Many integrals in ADF are evaluated by numerical integration: Fock matrix elements, several terms in the (bonding) energy, gradients in geometry optimization, and so on. A sophisticated numerical integration procedure is used [104, 105]. It requires only one input parameter which determines the precision of numerical integrals and derives from that the number of integration points.
A positive real number: the numerical integration scheme generates points and weights such that a large number of representative test integrals are evaluated with an accuracy of accint significant digits. The default for accint depends on the runtype: 4.0 for Single Point runs and simple Geometry Optimizations, including Linear Transits; 5.0 for Transition State searches; 6.0 for the computation of Frequencies; 10.0 in Create runs.

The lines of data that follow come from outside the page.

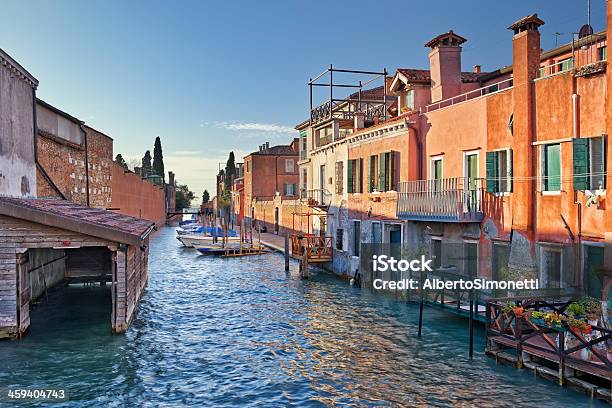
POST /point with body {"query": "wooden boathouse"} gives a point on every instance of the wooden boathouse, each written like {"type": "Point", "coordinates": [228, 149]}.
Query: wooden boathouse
{"type": "Point", "coordinates": [47, 241]}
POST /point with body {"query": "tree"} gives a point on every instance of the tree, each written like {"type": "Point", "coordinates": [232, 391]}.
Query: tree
{"type": "Point", "coordinates": [146, 164]}
{"type": "Point", "coordinates": [230, 171]}
{"type": "Point", "coordinates": [158, 158]}
{"type": "Point", "coordinates": [120, 161]}
{"type": "Point", "coordinates": [182, 197]}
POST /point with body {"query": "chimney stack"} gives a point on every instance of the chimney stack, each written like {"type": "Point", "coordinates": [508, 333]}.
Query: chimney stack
{"type": "Point", "coordinates": [445, 65]}
{"type": "Point", "coordinates": [525, 66]}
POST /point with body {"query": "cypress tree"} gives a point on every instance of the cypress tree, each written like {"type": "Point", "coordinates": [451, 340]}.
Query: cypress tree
{"type": "Point", "coordinates": [230, 171]}
{"type": "Point", "coordinates": [158, 158]}
{"type": "Point", "coordinates": [146, 164]}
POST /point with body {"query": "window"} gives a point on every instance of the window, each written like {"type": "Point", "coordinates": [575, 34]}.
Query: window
{"type": "Point", "coordinates": [373, 173]}
{"type": "Point", "coordinates": [289, 165]}
{"type": "Point", "coordinates": [356, 237]}
{"type": "Point", "coordinates": [550, 167]}
{"type": "Point", "coordinates": [550, 268]}
{"type": "Point", "coordinates": [303, 145]}
{"type": "Point", "coordinates": [499, 261]}
{"type": "Point", "coordinates": [566, 65]}
{"type": "Point", "coordinates": [387, 171]}
{"type": "Point", "coordinates": [436, 168]}
{"type": "Point", "coordinates": [304, 180]}
{"type": "Point", "coordinates": [289, 189]}
{"type": "Point", "coordinates": [499, 171]}
{"type": "Point", "coordinates": [408, 100]}
{"type": "Point", "coordinates": [339, 177]}
{"type": "Point", "coordinates": [471, 258]}
{"type": "Point", "coordinates": [603, 53]}
{"type": "Point", "coordinates": [589, 156]}
{"type": "Point", "coordinates": [436, 252]}
{"type": "Point", "coordinates": [339, 238]}
{"type": "Point", "coordinates": [376, 233]}
{"type": "Point", "coordinates": [355, 175]}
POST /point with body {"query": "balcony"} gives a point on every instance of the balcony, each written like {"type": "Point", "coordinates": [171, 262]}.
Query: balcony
{"type": "Point", "coordinates": [316, 197]}
{"type": "Point", "coordinates": [457, 199]}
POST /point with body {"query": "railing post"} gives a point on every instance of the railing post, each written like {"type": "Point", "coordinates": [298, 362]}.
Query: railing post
{"type": "Point", "coordinates": [561, 357]}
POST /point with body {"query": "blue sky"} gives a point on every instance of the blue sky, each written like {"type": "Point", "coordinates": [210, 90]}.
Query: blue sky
{"type": "Point", "coordinates": [210, 77]}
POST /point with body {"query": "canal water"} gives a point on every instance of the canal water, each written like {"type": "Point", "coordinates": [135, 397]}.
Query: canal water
{"type": "Point", "coordinates": [242, 332]}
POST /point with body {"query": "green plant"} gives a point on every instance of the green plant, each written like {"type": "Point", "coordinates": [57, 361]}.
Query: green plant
{"type": "Point", "coordinates": [552, 318]}
{"type": "Point", "coordinates": [579, 324]}
{"type": "Point", "coordinates": [576, 309]}
{"type": "Point", "coordinates": [591, 305]}
{"type": "Point", "coordinates": [508, 307]}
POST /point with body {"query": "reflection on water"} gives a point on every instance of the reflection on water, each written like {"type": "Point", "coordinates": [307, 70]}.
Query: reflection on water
{"type": "Point", "coordinates": [234, 332]}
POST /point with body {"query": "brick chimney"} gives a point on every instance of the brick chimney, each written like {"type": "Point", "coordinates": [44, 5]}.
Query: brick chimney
{"type": "Point", "coordinates": [445, 65]}
{"type": "Point", "coordinates": [608, 259]}
{"type": "Point", "coordinates": [525, 66]}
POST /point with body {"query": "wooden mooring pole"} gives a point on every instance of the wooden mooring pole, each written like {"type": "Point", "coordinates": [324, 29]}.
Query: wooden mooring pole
{"type": "Point", "coordinates": [471, 324]}
{"type": "Point", "coordinates": [421, 304]}
{"type": "Point", "coordinates": [286, 251]}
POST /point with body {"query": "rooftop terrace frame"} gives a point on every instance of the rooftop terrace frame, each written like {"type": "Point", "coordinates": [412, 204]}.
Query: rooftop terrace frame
{"type": "Point", "coordinates": [337, 108]}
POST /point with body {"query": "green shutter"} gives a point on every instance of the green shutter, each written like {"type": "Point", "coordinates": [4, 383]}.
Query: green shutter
{"type": "Point", "coordinates": [581, 163]}
{"type": "Point", "coordinates": [382, 172]}
{"type": "Point", "coordinates": [393, 164]}
{"type": "Point", "coordinates": [492, 172]}
{"type": "Point", "coordinates": [360, 176]}
{"type": "Point", "coordinates": [553, 167]}
{"type": "Point", "coordinates": [598, 162]}
{"type": "Point", "coordinates": [371, 174]}
{"type": "Point", "coordinates": [510, 172]}
{"type": "Point", "coordinates": [349, 180]}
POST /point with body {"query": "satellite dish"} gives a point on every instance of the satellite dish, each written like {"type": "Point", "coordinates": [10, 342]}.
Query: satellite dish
{"type": "Point", "coordinates": [585, 31]}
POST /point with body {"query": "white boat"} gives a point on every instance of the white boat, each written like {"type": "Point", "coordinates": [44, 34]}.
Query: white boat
{"type": "Point", "coordinates": [192, 240]}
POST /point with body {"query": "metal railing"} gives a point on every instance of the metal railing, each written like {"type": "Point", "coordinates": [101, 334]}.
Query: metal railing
{"type": "Point", "coordinates": [476, 93]}
{"type": "Point", "coordinates": [316, 248]}
{"type": "Point", "coordinates": [457, 199]}
{"type": "Point", "coordinates": [558, 342]}
{"type": "Point", "coordinates": [316, 197]}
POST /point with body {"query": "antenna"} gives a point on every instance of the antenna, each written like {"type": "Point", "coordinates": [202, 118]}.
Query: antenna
{"type": "Point", "coordinates": [589, 12]}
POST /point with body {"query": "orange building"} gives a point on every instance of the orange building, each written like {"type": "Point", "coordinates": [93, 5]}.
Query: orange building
{"type": "Point", "coordinates": [270, 185]}
{"type": "Point", "coordinates": [514, 169]}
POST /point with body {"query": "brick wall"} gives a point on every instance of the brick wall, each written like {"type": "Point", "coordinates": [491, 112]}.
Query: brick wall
{"type": "Point", "coordinates": [100, 157]}
{"type": "Point", "coordinates": [64, 163]}
{"type": "Point", "coordinates": [137, 197]}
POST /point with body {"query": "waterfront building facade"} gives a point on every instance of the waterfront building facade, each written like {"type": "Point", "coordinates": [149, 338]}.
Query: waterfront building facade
{"type": "Point", "coordinates": [271, 186]}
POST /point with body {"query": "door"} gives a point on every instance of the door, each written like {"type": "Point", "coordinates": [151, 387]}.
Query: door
{"type": "Point", "coordinates": [594, 264]}
{"type": "Point", "coordinates": [322, 184]}
{"type": "Point", "coordinates": [471, 259]}
{"type": "Point", "coordinates": [276, 220]}
{"type": "Point", "coordinates": [471, 180]}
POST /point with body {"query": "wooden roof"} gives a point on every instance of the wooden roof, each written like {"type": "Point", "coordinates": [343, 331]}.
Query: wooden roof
{"type": "Point", "coordinates": [67, 215]}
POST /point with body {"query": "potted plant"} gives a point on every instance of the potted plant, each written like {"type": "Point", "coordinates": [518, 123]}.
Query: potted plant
{"type": "Point", "coordinates": [537, 317]}
{"type": "Point", "coordinates": [576, 310]}
{"type": "Point", "coordinates": [554, 321]}
{"type": "Point", "coordinates": [518, 311]}
{"type": "Point", "coordinates": [592, 308]}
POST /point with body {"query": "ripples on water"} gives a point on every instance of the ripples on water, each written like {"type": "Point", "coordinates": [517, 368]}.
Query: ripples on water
{"type": "Point", "coordinates": [234, 332]}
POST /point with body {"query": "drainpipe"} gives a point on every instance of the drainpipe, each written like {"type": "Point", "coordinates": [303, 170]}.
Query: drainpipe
{"type": "Point", "coordinates": [38, 165]}
{"type": "Point", "coordinates": [576, 130]}
{"type": "Point", "coordinates": [81, 126]}
{"type": "Point", "coordinates": [411, 126]}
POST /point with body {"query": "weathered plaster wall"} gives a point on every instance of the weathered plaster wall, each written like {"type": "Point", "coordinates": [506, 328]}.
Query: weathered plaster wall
{"type": "Point", "coordinates": [17, 159]}
{"type": "Point", "coordinates": [134, 196]}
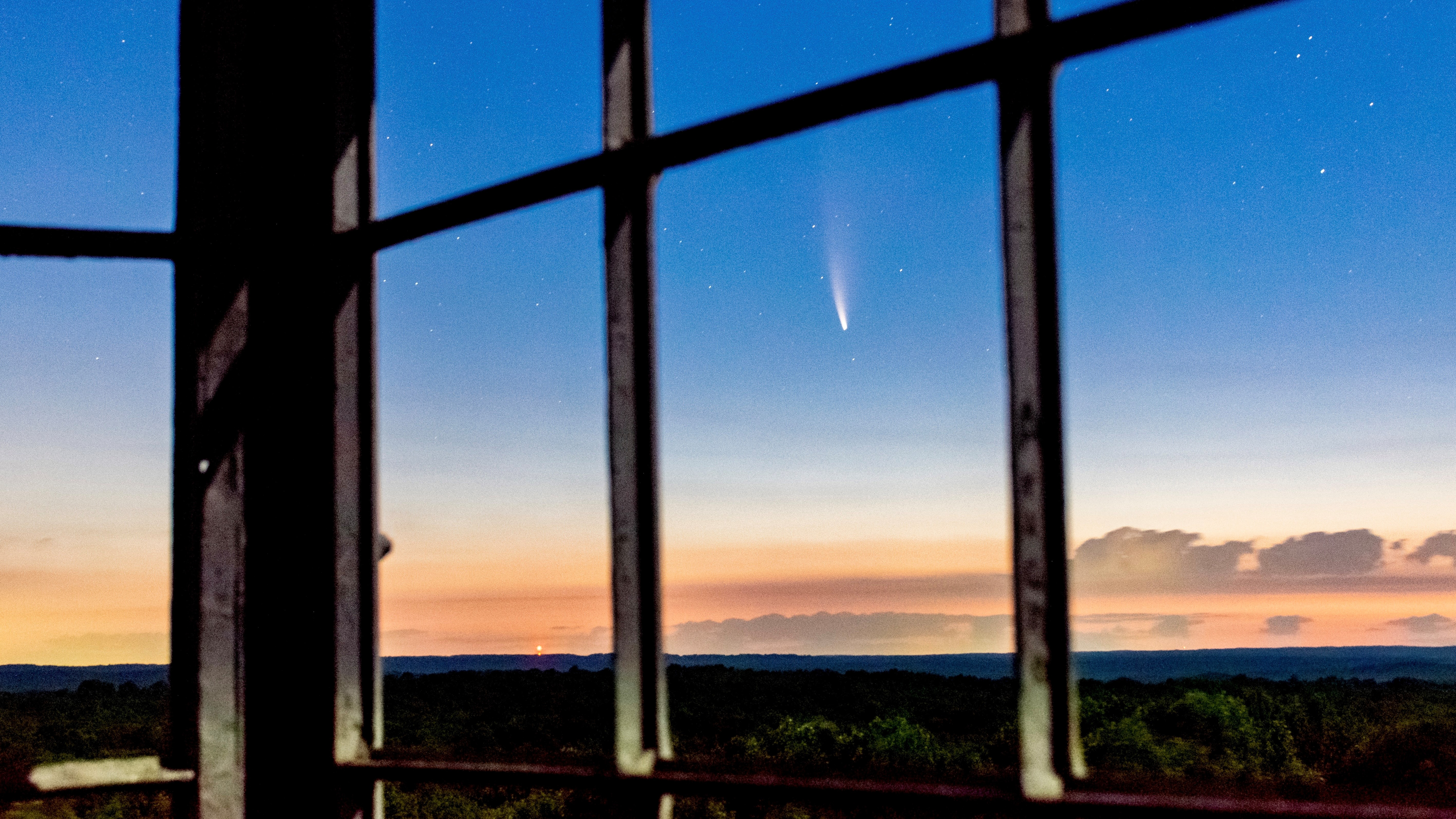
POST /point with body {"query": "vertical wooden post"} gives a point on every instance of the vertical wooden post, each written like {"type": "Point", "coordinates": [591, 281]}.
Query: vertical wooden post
{"type": "Point", "coordinates": [274, 463]}
{"type": "Point", "coordinates": [641, 683]}
{"type": "Point", "coordinates": [1050, 741]}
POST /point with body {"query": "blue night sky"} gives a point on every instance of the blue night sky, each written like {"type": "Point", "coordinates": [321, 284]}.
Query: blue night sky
{"type": "Point", "coordinates": [1257, 257]}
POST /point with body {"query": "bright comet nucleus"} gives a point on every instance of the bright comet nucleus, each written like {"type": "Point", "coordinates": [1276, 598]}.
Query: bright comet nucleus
{"type": "Point", "coordinates": [836, 284]}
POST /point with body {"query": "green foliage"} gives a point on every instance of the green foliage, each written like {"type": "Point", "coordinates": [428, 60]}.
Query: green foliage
{"type": "Point", "coordinates": [523, 716]}
{"type": "Point", "coordinates": [1341, 740]}
{"type": "Point", "coordinates": [443, 802]}
{"type": "Point", "coordinates": [95, 721]}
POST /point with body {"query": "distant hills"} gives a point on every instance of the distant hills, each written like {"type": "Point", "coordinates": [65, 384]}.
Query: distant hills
{"type": "Point", "coordinates": [1365, 662]}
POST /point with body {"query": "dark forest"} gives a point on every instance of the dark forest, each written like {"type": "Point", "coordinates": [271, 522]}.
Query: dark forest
{"type": "Point", "coordinates": [1327, 740]}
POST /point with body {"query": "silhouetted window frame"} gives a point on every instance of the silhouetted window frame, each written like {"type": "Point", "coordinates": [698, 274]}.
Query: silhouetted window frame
{"type": "Point", "coordinates": [213, 388]}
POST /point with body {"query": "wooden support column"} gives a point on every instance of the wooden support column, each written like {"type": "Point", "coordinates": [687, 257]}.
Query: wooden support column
{"type": "Point", "coordinates": [274, 552]}
{"type": "Point", "coordinates": [1050, 741]}
{"type": "Point", "coordinates": [641, 681]}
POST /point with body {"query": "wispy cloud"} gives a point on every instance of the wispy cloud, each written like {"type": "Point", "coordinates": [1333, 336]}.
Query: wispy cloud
{"type": "Point", "coordinates": [1427, 625]}
{"type": "Point", "coordinates": [1356, 552]}
{"type": "Point", "coordinates": [1285, 625]}
{"type": "Point", "coordinates": [844, 633]}
{"type": "Point", "coordinates": [1441, 545]}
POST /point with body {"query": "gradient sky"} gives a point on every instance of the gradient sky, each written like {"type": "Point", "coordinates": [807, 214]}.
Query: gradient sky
{"type": "Point", "coordinates": [1259, 310]}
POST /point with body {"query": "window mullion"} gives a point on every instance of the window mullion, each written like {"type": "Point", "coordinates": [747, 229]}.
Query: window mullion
{"type": "Point", "coordinates": [1047, 721]}
{"type": "Point", "coordinates": [641, 686]}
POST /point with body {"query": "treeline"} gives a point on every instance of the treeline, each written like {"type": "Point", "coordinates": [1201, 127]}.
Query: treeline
{"type": "Point", "coordinates": [97, 721]}
{"type": "Point", "coordinates": [1336, 740]}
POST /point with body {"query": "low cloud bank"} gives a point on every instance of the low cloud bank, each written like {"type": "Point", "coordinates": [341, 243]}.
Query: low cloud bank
{"type": "Point", "coordinates": [1441, 545]}
{"type": "Point", "coordinates": [844, 633]}
{"type": "Point", "coordinates": [1285, 625]}
{"type": "Point", "coordinates": [1129, 555]}
{"type": "Point", "coordinates": [1427, 625]}
{"type": "Point", "coordinates": [1149, 561]}
{"type": "Point", "coordinates": [1356, 552]}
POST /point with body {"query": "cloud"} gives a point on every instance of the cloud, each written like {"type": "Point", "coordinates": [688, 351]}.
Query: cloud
{"type": "Point", "coordinates": [1429, 625]}
{"type": "Point", "coordinates": [1171, 626]}
{"type": "Point", "coordinates": [1441, 545]}
{"type": "Point", "coordinates": [1285, 625]}
{"type": "Point", "coordinates": [104, 649]}
{"type": "Point", "coordinates": [1149, 556]}
{"type": "Point", "coordinates": [1356, 552]}
{"type": "Point", "coordinates": [844, 633]}
{"type": "Point", "coordinates": [1114, 632]}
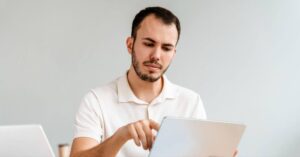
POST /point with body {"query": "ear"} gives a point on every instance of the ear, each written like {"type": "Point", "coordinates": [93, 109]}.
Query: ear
{"type": "Point", "coordinates": [129, 44]}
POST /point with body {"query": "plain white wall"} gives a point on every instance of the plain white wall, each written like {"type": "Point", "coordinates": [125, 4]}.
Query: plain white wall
{"type": "Point", "coordinates": [240, 56]}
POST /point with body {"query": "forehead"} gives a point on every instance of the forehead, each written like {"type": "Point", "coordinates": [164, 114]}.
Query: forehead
{"type": "Point", "coordinates": [154, 28]}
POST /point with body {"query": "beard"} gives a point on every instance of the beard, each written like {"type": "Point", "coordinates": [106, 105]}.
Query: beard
{"type": "Point", "coordinates": [144, 76]}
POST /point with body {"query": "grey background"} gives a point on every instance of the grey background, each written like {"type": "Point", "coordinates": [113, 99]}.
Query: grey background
{"type": "Point", "coordinates": [240, 56]}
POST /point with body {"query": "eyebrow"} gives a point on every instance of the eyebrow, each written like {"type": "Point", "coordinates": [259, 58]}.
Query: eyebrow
{"type": "Point", "coordinates": [164, 44]}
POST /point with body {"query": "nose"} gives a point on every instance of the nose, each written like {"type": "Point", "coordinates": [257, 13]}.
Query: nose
{"type": "Point", "coordinates": [155, 55]}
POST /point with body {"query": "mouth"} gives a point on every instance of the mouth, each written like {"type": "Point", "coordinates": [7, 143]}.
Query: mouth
{"type": "Point", "coordinates": [153, 66]}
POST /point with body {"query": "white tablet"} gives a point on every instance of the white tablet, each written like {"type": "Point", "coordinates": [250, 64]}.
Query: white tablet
{"type": "Point", "coordinates": [181, 137]}
{"type": "Point", "coordinates": [24, 141]}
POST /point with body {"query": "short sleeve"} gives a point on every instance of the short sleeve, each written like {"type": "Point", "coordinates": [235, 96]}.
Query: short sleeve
{"type": "Point", "coordinates": [199, 112]}
{"type": "Point", "coordinates": [88, 121]}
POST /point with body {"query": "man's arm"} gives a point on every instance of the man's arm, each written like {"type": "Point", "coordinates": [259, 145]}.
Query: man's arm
{"type": "Point", "coordinates": [140, 132]}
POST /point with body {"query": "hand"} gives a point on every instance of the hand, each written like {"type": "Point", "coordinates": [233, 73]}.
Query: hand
{"type": "Point", "coordinates": [140, 132]}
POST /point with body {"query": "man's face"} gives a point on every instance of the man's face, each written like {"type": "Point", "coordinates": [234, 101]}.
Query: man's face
{"type": "Point", "coordinates": [153, 48]}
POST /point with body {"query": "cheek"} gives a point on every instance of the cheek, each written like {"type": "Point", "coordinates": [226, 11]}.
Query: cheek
{"type": "Point", "coordinates": [167, 59]}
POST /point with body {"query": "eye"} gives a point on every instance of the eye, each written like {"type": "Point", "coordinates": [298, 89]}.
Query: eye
{"type": "Point", "coordinates": [167, 49]}
{"type": "Point", "coordinates": [149, 44]}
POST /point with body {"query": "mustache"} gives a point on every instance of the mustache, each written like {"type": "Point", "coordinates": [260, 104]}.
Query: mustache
{"type": "Point", "coordinates": [152, 62]}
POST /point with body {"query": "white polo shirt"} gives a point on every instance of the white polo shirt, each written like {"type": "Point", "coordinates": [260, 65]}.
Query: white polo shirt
{"type": "Point", "coordinates": [107, 108]}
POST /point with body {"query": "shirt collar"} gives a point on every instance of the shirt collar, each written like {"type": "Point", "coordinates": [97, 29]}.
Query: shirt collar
{"type": "Point", "coordinates": [125, 94]}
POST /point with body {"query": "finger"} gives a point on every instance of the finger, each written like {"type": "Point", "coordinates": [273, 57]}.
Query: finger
{"type": "Point", "coordinates": [134, 135]}
{"type": "Point", "coordinates": [235, 153]}
{"type": "Point", "coordinates": [149, 135]}
{"type": "Point", "coordinates": [141, 134]}
{"type": "Point", "coordinates": [154, 125]}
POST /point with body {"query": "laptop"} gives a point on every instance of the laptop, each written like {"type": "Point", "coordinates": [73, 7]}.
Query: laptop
{"type": "Point", "coordinates": [24, 141]}
{"type": "Point", "coordinates": [181, 137]}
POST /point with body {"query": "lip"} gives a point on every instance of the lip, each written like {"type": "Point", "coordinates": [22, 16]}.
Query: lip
{"type": "Point", "coordinates": [153, 67]}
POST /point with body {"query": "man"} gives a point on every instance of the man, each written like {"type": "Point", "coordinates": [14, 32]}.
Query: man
{"type": "Point", "coordinates": [115, 119]}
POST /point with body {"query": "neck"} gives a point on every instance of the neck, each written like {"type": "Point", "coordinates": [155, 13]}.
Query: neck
{"type": "Point", "coordinates": [144, 90]}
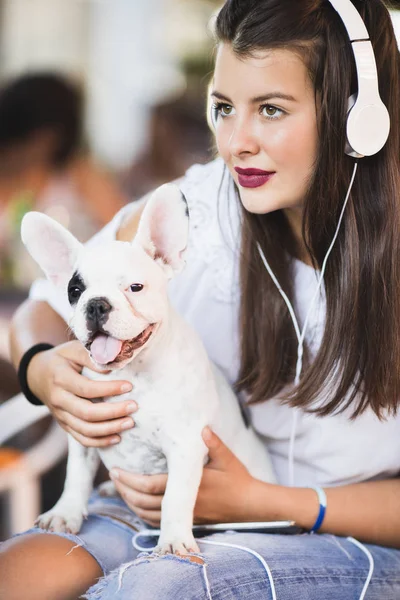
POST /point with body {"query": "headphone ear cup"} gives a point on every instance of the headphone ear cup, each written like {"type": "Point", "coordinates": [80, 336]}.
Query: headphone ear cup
{"type": "Point", "coordinates": [348, 148]}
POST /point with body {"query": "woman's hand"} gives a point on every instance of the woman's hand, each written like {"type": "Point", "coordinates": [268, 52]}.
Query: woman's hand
{"type": "Point", "coordinates": [54, 376]}
{"type": "Point", "coordinates": [225, 492]}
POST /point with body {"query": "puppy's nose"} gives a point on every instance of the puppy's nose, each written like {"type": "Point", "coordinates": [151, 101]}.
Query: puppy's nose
{"type": "Point", "coordinates": [97, 310]}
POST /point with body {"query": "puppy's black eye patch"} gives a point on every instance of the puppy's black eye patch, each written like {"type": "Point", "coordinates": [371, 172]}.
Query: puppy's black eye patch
{"type": "Point", "coordinates": [76, 287]}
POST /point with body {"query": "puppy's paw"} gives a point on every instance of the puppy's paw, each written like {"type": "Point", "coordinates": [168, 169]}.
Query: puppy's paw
{"type": "Point", "coordinates": [107, 490]}
{"type": "Point", "coordinates": [67, 521]}
{"type": "Point", "coordinates": [176, 545]}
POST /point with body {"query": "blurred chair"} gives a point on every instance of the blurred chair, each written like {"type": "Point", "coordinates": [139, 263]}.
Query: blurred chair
{"type": "Point", "coordinates": [21, 471]}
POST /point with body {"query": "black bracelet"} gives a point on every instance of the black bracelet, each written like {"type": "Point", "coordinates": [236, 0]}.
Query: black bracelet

The number of integration points varies strongly with accint, and this determines to a large extent the computational effort. Decreasing accint from 4.0 to 3.0 for instance roughly halves the number of points (this depends somewhat on the molecule).
The defaults should yield good precision for the very large majority of applications. Lower values (3.0 or even 2.0) can be used if precision is not crucial and the purpose is to get an impression. We recommend that you experiment for yourself to get a feel for how results may vary in quality and computing time.
The default in Create mode is very large: 10.0. This is computationally no problem thanks to the simplicity of the single atom case, in particular due to the high symmetry. There is no reason to override the default integration settings when creating basic atoms.